Giusy Ferreri ha rivelato di soffrire di una brutta malattia: la diagnosi è arrivata quando la cantante aveva solamente 8 anni. Dopo essere svenuta, infatti, i medici le hanno diagnosticato la sindrome di Wolff-Parkinson-White. Ecco il ricordo della Ferreri:

Di quel giorno ricordo solo la felicità di trovarmi per la prima volta in uno studio di registrazione. Un attacco improvviso di tachicardia, poi il buio. So di aver emesso uno strano gemito, una sorta di spasmo e di essere caduta a terra svenuta: l’ossigeno non era arrivato al cervello e mi aveva provocato una sincope. Il motivo? Sono nata con una malformazione cardiaca che mi ha sempre comportato tachicardie anomale. All’inizio, però, quel disturbo era stato diagnosticato come semplice soffio al cuore, molto comune nei bambini e destinato a scomparire spontaneamente con l’ adolescenza!

Cos’è la sindrome di Wolff-Parkinson-White?

La malattia di cui soffre Giusy Ferreri – la sindrome di Wolff-Parkinson-White – riguarda proprio il cuore ed è congenita.

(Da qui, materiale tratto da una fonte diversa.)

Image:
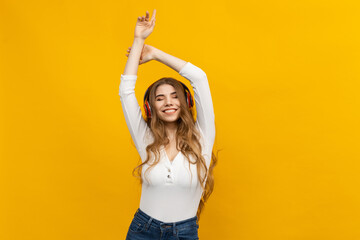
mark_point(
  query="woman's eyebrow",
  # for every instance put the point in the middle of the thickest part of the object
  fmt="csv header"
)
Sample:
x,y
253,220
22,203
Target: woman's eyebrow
x,y
159,95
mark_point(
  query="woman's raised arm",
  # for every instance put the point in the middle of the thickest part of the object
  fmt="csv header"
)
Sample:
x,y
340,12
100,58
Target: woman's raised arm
x,y
131,109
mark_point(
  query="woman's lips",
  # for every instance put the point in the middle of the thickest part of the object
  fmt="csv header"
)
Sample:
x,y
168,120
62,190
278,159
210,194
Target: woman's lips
x,y
170,111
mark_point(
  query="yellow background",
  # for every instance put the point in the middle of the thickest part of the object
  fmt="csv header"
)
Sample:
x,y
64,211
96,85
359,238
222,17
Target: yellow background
x,y
284,77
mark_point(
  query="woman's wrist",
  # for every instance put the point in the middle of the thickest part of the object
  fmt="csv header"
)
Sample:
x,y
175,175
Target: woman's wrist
x,y
156,54
139,40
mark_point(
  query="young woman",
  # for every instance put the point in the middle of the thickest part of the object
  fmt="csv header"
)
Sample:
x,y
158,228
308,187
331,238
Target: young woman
x,y
176,150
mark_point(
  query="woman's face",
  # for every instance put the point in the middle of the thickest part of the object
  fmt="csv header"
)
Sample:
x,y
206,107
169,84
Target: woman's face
x,y
167,104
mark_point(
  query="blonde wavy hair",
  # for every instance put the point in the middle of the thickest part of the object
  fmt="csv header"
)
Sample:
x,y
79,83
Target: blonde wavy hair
x,y
187,138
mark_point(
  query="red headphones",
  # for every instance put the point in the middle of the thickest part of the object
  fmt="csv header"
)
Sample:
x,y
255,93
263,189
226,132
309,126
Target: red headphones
x,y
187,93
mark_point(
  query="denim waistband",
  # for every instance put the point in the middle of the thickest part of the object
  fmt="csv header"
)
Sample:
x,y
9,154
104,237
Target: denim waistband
x,y
157,223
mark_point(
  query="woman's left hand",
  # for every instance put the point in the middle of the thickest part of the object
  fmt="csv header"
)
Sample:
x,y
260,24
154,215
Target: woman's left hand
x,y
144,27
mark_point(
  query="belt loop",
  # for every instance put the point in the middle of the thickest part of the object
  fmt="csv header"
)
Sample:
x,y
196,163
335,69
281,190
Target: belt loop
x,y
148,223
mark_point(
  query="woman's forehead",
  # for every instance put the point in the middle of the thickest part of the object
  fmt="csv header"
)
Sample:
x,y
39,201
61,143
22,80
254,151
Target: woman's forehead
x,y
164,88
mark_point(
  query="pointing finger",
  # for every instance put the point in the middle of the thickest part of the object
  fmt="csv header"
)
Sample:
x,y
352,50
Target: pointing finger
x,y
153,15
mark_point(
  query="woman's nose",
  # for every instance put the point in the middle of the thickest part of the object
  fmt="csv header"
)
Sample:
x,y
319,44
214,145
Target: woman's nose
x,y
168,101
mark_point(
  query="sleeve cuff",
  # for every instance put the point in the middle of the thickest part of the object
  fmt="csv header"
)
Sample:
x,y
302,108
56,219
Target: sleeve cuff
x,y
129,77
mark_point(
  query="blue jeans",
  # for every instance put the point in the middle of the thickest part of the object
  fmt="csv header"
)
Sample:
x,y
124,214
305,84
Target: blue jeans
x,y
144,227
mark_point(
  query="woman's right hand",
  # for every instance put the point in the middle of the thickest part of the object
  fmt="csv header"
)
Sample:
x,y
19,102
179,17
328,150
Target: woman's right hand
x,y
147,53
144,27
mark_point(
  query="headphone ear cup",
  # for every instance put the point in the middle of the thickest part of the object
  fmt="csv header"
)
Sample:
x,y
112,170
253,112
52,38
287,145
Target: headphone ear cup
x,y
147,109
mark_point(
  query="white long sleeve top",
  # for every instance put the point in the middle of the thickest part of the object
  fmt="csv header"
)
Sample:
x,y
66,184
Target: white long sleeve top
x,y
173,192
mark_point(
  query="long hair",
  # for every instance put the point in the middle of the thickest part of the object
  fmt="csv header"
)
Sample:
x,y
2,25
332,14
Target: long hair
x,y
187,138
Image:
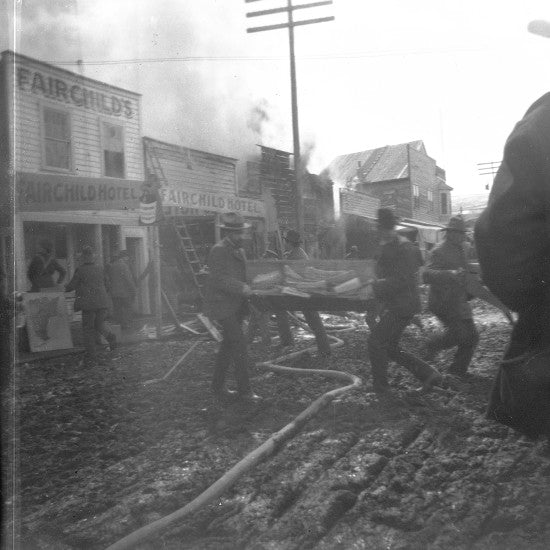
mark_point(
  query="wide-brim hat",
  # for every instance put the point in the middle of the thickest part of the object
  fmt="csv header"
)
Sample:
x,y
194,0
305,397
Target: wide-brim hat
x,y
386,218
87,252
233,221
456,223
293,237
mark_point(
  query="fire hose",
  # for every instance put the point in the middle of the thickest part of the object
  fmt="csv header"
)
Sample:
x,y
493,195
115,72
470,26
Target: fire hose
x,y
268,448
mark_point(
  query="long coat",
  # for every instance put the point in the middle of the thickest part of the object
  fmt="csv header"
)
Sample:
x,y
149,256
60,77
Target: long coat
x,y
448,296
89,282
397,285
41,271
512,234
513,244
224,288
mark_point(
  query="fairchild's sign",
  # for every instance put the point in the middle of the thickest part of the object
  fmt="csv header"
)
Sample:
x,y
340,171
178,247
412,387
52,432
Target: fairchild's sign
x,y
49,192
214,202
358,204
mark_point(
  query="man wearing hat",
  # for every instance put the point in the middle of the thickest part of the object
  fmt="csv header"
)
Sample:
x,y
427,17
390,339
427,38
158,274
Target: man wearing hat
x,y
313,319
512,238
448,298
398,301
225,300
89,284
123,289
43,267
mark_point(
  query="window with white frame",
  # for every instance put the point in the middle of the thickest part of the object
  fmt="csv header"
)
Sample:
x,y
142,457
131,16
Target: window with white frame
x,y
430,201
56,139
444,204
416,196
112,142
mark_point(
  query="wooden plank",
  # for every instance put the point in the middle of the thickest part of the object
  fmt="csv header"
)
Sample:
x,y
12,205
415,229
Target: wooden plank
x,y
365,269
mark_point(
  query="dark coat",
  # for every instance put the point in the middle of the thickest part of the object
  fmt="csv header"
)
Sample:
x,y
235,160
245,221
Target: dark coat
x,y
297,253
512,235
89,282
512,238
41,271
448,296
224,286
121,282
397,285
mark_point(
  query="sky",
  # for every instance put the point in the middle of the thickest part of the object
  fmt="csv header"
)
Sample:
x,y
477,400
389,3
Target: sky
x,y
457,74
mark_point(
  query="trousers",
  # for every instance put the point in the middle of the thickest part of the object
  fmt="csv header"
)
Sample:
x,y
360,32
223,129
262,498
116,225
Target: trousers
x,y
233,352
93,325
122,310
383,345
458,332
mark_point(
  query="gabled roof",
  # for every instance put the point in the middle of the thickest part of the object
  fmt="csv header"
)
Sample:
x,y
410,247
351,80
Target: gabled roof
x,y
381,164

In poche parole non c’è una connessione elettrica nomala fra l’atrio e il ventricolo; questo porta a diversi sintomi fra cui tachiaritmie, vertigini, svenimenti e problemi cardiaci di vario genere. La cantante, per combattere la sua malattia, ha anche affrontato alcune operazioni chirurgiche:

Il primo intervento non è andato a buon fine, perché il tessuto da rimuovere era in una posizione difficile, troppo all’interno del cuore, mentre un paio di settimane dopo, il secondo, con una tecnica più potente ed efficace, mi ha risolto la vita. Tre ore di intervento, tre giorni di ricovero ed ero un’altra donna. Che finalmente a 21 anni usciva dall’incubo. Nei due anni successivi, nei periodi faticosi, ho avvertito ancora delle leggere scariche, con il battito che accelerava. Mi capita ancora adesso, anche se sempre meno, ma si tratta di una reazione emotiva.